An LDO may be granted by an LPA to provide statutory planning permission for specific types of development within a defined area.  Its purpose is to encourage development by:

  • Providing planning certainty as the nature and shape of development is fixed by the authority up front; and
  • Removing the need for developers to make a planning application to the LPA.

LDOs may be used to support housing, or business /employment uses - for example to support Enterprise Zones.  LDOs are flexible tools. They may be permanent or time variant (depending on the aims and conditions).

An LPA can set out limitations and conditions in an LDO in much the same way as the Secretary of State can in respect of permitted development rights in the General Permitted Development Order.

Neighbourhood Development Orders (NDOs) (England only)
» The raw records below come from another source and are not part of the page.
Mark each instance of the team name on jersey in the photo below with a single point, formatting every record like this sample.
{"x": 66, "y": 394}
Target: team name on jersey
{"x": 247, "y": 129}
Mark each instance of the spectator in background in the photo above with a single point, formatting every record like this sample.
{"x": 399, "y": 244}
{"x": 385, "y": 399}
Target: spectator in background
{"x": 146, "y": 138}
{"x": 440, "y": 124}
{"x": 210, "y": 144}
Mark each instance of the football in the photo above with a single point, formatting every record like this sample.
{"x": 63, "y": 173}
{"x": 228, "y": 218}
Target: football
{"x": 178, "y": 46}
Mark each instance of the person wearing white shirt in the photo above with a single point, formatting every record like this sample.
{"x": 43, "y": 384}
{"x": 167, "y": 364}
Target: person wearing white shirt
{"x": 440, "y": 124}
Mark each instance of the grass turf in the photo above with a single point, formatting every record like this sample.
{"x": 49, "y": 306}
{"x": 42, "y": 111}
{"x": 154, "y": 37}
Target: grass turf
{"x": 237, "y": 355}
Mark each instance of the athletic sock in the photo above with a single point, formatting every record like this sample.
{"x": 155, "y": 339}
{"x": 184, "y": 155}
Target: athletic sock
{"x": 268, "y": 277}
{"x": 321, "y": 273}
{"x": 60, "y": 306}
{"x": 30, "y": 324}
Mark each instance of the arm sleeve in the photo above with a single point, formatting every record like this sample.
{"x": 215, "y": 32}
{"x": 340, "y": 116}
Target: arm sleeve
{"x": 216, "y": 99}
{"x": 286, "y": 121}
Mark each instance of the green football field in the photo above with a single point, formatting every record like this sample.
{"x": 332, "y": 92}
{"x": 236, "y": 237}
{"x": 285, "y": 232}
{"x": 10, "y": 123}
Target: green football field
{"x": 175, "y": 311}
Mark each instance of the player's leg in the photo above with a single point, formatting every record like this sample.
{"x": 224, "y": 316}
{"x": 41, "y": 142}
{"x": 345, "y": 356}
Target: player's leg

An NDO can be used only in a designated neighbourhood planning area in England to grant planning permission for development specified in the Order. Its purpose is to give a community the opportunity to progress the type of development that it would wish to see in its neighbourhood.  There is flexibility as to the size of land that an NDO covers.  However, it must fall within the specific designated neighbourhood planning area to which the community proposing the Order is the qualifying body. Development must meet any limitations or conditions set out in the Order. An NDO can grant either unconditional or conditional planning permission for development.

Evidence of permission (LDOs and NDOs)

A planning application is not required for development set out in LDOs and NDOs, therefore there may not be a formal letter granting planning permission.  Details of any LDO or NDO are usually available on the local planning authority website. The Order will set out the scope of the development permitted and any limitations and conditions to be met.